Simone Schürle, PhD
ETH Zürich, Switzerland
Micro-and nanorobots, biosensing, tissue probing, drug delivery
Microrobots have experienced a tremendous surge in development due to their wide range of biomedical applications, including surgical procedures, sensing, and drug delivery. Particularly noteworthy are soft microrobots made of flexible biocompatible materials that have emerged as a promising solution for navigation and control in physiological environments like the human body, owing to their deformability. Magnetic fields, with their excellent biocompatibility and tissue penetration, provide a suitable energy source to power and control these soft microrobots. Among the different types of magnetic stimuli, rotational magnetic fields (RMF) are especially compelling as they can effectively apply strong torques to generate motion and are more readily scalable to patients, unlike gradient-based magnetic approaches.

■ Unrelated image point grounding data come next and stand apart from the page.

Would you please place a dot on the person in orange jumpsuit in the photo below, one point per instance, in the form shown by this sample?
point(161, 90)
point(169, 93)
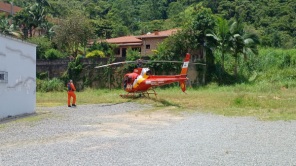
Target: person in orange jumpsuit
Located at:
point(71, 89)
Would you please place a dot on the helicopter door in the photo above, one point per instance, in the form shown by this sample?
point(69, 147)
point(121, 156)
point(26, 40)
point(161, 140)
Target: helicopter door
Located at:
point(128, 82)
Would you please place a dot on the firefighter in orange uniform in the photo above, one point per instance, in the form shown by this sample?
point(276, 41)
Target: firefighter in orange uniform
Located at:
point(71, 89)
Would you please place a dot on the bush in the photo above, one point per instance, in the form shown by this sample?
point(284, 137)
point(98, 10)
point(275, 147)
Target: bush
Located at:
point(54, 84)
point(43, 44)
point(95, 53)
point(53, 54)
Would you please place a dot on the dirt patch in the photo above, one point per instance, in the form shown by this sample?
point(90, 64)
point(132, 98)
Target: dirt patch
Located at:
point(128, 124)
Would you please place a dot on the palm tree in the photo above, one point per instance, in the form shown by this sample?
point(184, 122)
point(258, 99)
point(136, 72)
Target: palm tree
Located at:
point(242, 43)
point(7, 28)
point(221, 36)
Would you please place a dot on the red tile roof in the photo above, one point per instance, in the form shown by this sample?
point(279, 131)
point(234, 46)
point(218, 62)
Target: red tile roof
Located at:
point(156, 34)
point(6, 7)
point(136, 40)
point(124, 39)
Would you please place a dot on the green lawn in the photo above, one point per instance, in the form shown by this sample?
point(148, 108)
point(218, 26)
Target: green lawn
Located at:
point(265, 103)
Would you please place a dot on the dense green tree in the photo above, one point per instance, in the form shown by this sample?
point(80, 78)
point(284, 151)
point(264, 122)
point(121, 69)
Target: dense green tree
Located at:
point(241, 43)
point(221, 36)
point(72, 33)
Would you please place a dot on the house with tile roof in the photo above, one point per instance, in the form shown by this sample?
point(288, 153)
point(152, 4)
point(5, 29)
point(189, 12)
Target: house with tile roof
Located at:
point(9, 8)
point(145, 44)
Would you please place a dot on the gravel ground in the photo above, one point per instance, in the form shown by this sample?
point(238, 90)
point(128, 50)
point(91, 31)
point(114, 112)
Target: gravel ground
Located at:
point(126, 134)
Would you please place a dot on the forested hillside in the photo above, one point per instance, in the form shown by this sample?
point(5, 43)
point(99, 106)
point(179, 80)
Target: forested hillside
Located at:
point(274, 21)
point(228, 34)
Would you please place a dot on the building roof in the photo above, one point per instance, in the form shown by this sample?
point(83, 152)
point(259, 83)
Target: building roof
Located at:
point(158, 34)
point(6, 7)
point(136, 40)
point(124, 39)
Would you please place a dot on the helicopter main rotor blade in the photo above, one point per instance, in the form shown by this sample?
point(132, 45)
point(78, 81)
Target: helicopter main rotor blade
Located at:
point(116, 63)
point(173, 62)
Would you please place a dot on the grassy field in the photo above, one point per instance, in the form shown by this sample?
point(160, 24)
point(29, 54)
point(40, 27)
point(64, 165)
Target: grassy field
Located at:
point(266, 102)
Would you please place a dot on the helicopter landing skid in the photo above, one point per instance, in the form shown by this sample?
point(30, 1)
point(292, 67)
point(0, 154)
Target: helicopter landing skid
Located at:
point(139, 94)
point(148, 92)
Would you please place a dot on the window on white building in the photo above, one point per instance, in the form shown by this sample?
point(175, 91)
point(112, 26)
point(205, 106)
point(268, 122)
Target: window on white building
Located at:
point(3, 77)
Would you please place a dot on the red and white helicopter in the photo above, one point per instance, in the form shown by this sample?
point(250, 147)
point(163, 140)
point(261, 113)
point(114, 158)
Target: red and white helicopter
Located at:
point(142, 82)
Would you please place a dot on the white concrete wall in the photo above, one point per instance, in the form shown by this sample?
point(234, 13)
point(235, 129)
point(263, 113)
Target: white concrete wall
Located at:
point(18, 58)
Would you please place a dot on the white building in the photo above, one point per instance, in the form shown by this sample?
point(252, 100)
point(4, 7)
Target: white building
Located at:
point(17, 77)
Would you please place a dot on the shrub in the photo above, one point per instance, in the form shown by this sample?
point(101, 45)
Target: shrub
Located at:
point(43, 44)
point(95, 53)
point(54, 84)
point(53, 54)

In this talk, we will delve into the design and control of two types of soft microrobots that are driven by external RMF. The first one is a living, bacteria-based biohybrid microrobot based on a magnetically responsive bacteria strain that can be controlled using a hybrid control scheme. This approach leverages the innate sensing and taxis of the microorganism and its effective ferrohydrodynamic coupling, as it encapsulates a string of biomineralized magnetic nanoparticles within its comparatively large, soft body. Supported by in silico, in vitro, and in vivo data, we demonstrate that this approach significantly enhances extravasation and tissue penetration in tumor models, ultimately enhancing drug delivery efficiency. The second microrobot is inspired by this bacterium and mimics its advantageous ferrohydrodynamic properties. It is composed of a soft photopolymerizable hydrogel containing magnetic nanoparticles and is synthesized using high throughput droplet-based microfluidics under external magnetic fields. This microrobot can be programmed for tailored magnetic interaction, depending on the resulting magnetic subdomains. We demonstrate swarm control of heterogenous clusters and showcase potential applications in targeting microvascular obstructions.
Simone Schuerle is Assistant Professor (tenure track) at ETH Zurich, Switzerland, where she heads the Responsive Biomedical System Lab. With her team, she develops diagnostic and therapeutic systems at the nano-and microscale with the aim of tackling a range of challenging problems in medicine. Prior to taking this position, she researched as postdoctoral scientist at the Koch Institute for Integrative Cancer Research at MIT on nanosensors for in vivo tumor profiling as well methods to wirelessly enhance drug transport (2014-2017). She is recipient of several awards, such as the Ernst Th. Jucker price for Cancer Research, the Prix Zonta for Women in Science, and fellowships from the SNSF, DAAD, Branco Weiss foundation and more. She was one of the “Top 10 winners” of the Falling Walls Breakthrough Award in Engineering and Technologies and was honored with the distinction of “Young Scientist” by the World Economic Forum (WEF) in 2017 and by the World Laureate Forum in 2020 and 2021. In 2014, she co-founded the spin-off MagnebotiX that offers electromagnetic control systems for wireless micromanipulation. She is co-inventor of two patents and sets a strong focus on clinical translation of her research. Simone earned her PhD degree with specialization in microrobotics in 2013 at ETHZ, for which she was awarded with the ETH medal, and a master’s degree in industrial engineering with specialization on microsystems and nanotechnology at the Karlsruhe Institute of Technology in Germany.